What struck me in the context of open source was a particular essay titled "The Congregational Principle." In it, Gatto discusses the advantages of local self-organization that typified Congregational churches in Puritan New England. The key paragraph for us here is:

Despite the lip service we have continued to pay to local choice ever since Congregational days, our schools are centrally planned and already have a national curriculum in place mediated by the textbook publishing industry and the standardized training of teachers. That our schools have failed spectacularly to give our children the education we want for them, or the selves we want, or to deliver on the dream of the democratic, classless society we still yearn for is obvious enough; what we miss is the logic of our failure. By allowing the imposition of direction from centers far beyond our control, we have time and again missed the lesson of the Congregational principle: people are less than whole unless they gather themselves voluntarily into groups of souls in harmony. Gathering themselves to pursue individual, family, and community dreams consistent with their private humanity is what makes them whole; only slaves are gathered by others. And these dreams must be written locally because to exercise any larger ambition without such a base is to lose touch with the things which give life meaning: self, family, friends, work, and intimate community. [Emphasis in the original.]

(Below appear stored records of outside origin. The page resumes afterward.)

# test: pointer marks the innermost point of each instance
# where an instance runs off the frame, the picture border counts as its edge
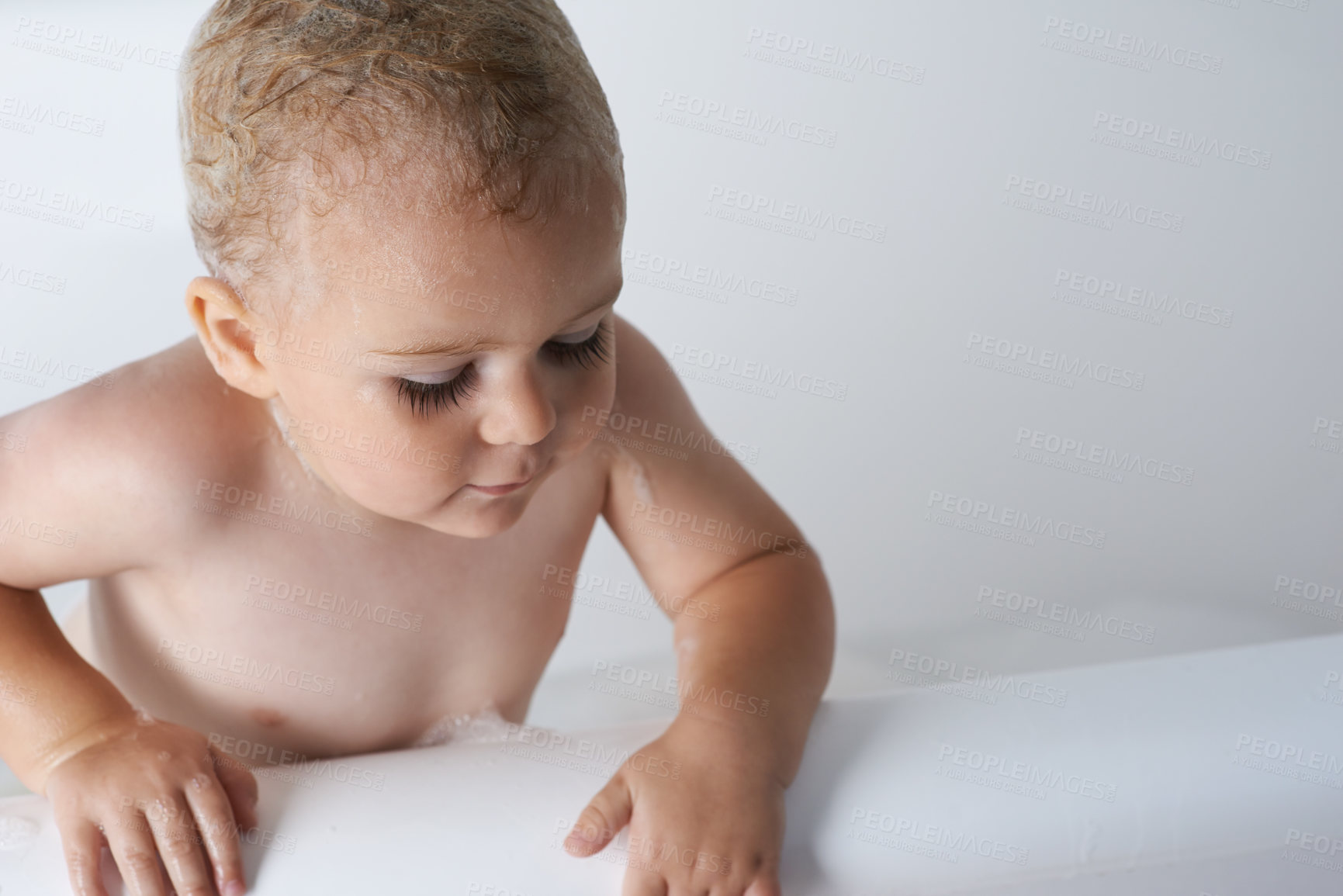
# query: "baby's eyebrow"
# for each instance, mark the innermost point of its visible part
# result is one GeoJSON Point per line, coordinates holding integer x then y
{"type": "Point", "coordinates": [437, 347]}
{"type": "Point", "coordinates": [464, 344]}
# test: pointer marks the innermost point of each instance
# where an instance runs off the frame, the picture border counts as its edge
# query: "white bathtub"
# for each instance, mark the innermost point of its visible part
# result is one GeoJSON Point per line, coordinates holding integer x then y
{"type": "Point", "coordinates": [1214, 773]}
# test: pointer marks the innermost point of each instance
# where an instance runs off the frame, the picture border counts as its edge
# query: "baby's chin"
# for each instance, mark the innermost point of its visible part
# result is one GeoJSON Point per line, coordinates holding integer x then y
{"type": "Point", "coordinates": [462, 519]}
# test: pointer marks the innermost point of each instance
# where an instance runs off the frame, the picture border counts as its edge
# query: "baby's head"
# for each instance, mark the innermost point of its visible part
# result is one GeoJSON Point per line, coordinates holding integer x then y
{"type": "Point", "coordinates": [411, 213]}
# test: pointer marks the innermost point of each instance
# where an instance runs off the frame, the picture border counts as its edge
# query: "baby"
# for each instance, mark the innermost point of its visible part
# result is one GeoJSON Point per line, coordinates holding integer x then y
{"type": "Point", "coordinates": [394, 424]}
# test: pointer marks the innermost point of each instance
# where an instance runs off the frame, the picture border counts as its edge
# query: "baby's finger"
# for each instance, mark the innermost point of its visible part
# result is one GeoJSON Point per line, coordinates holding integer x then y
{"type": "Point", "coordinates": [239, 785]}
{"type": "Point", "coordinates": [82, 842]}
{"type": "Point", "coordinates": [179, 844]}
{"type": "Point", "coordinates": [766, 883]}
{"type": "Point", "coordinates": [642, 883]}
{"type": "Point", "coordinates": [215, 821]}
{"type": "Point", "coordinates": [604, 815]}
{"type": "Point", "coordinates": [133, 848]}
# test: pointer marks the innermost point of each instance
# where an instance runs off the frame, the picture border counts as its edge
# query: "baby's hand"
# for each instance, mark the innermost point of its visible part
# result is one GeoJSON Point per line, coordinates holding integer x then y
{"type": "Point", "coordinates": [148, 789]}
{"type": "Point", "coordinates": [705, 815]}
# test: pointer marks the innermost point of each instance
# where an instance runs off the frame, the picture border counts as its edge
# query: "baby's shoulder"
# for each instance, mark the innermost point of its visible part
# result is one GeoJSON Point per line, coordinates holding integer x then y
{"type": "Point", "coordinates": [145, 420]}
{"type": "Point", "coordinates": [116, 458]}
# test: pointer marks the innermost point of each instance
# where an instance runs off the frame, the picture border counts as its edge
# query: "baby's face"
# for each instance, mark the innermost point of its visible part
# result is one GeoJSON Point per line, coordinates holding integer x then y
{"type": "Point", "coordinates": [445, 368]}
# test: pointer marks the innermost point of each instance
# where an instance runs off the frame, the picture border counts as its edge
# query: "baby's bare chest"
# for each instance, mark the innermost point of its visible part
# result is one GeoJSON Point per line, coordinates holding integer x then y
{"type": "Point", "coordinates": [329, 640]}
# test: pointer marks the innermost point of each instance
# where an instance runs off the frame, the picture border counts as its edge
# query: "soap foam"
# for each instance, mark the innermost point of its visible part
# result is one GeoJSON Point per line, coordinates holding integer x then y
{"type": "Point", "coordinates": [479, 727]}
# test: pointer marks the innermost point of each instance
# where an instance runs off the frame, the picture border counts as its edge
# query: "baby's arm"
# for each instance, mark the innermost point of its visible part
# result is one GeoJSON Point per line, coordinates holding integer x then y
{"type": "Point", "coordinates": [753, 629]}
{"type": "Point", "coordinates": [70, 510]}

The impactful notion to me in there is that community, true community, gathers itself together, voluntarily, around shared dreams. The essence of open source is choice, and choice fosters the community that has become the stereotypical hallmark of healthy open source projects. Closed source eliminates choice. It gathers others together not of their own choice, but out of desperation for lack of alternatives. In Gatto's words, it makes us slaves and dumbs us down.

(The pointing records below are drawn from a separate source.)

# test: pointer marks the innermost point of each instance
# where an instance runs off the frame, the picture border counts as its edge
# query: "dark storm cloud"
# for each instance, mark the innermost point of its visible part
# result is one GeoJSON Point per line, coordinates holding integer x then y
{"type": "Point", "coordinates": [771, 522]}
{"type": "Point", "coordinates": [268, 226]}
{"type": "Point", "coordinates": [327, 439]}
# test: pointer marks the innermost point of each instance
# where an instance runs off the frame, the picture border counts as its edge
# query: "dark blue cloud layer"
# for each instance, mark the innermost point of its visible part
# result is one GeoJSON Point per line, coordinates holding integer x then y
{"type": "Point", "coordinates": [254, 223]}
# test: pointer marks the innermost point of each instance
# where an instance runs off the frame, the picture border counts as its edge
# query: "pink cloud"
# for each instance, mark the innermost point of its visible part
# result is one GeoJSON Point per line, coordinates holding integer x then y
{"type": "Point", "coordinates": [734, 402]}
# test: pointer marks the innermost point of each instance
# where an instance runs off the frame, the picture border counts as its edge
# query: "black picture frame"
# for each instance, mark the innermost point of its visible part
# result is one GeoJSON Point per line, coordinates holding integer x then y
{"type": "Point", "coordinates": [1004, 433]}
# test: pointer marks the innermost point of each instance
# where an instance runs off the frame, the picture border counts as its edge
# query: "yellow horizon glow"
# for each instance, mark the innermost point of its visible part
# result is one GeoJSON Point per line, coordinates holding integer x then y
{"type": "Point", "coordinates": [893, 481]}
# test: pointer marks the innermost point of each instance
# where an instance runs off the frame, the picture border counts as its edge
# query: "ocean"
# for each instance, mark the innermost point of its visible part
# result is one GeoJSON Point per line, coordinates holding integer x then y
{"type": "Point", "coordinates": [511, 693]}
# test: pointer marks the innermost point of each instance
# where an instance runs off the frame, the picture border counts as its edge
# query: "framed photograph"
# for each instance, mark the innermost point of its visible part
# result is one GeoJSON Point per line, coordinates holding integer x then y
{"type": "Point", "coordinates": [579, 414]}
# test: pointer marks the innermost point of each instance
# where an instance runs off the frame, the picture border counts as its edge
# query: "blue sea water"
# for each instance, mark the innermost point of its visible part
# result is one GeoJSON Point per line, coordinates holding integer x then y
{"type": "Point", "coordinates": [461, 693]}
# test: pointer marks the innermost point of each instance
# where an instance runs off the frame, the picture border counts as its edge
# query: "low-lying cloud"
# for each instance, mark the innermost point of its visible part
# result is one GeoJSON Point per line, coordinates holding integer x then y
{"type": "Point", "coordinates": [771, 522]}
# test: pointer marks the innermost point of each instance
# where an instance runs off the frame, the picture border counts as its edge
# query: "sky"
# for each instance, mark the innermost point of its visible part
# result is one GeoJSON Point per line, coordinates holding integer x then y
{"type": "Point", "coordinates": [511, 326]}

Am I being over the top? Maybe. But at 2:00 AM last night, it sure seemed to make some sense.

2 Comments:

Blogger vfgdbngmdtgmdyt said...

That works fine if your goal is to create a nation of segregated religious academies. The reason that old system worked so well in the US is because the US had pretty much zero religious and cultural diversity before the mass influx of immigrants in the 19th century.

Ever heard of the tyranny of the majority? We have a constitution to protect the rights of minorities, many of whom might not be served at all if the only educational choices in town were the baptist school, the catholic school, or the hebrew school or (in the big cities) the muslim and/or taoist academies.

No one is preventing anyone from creating their own private academy, their own private library, their own private meeting hall. But we have a responsibility to our democracy and to ourselves to provide a standard base of education that fosters tolerance and diversity. Granted, we're still screwing the pooch on the tolerance part, but ignorance takes generations to overcome.

Mon Mar 06, 11:06:00 PM 2006  
Blogger Dave Roberts said...

Big Black: "But we have a responsibility to our democracy and to ourselves to provide a standard base of education that fosters tolerance and diversity."

Do we? Why? To what end? And who's definition of "tolerance and diversity?" Of course the "right one," that much is obvious, but which one is that?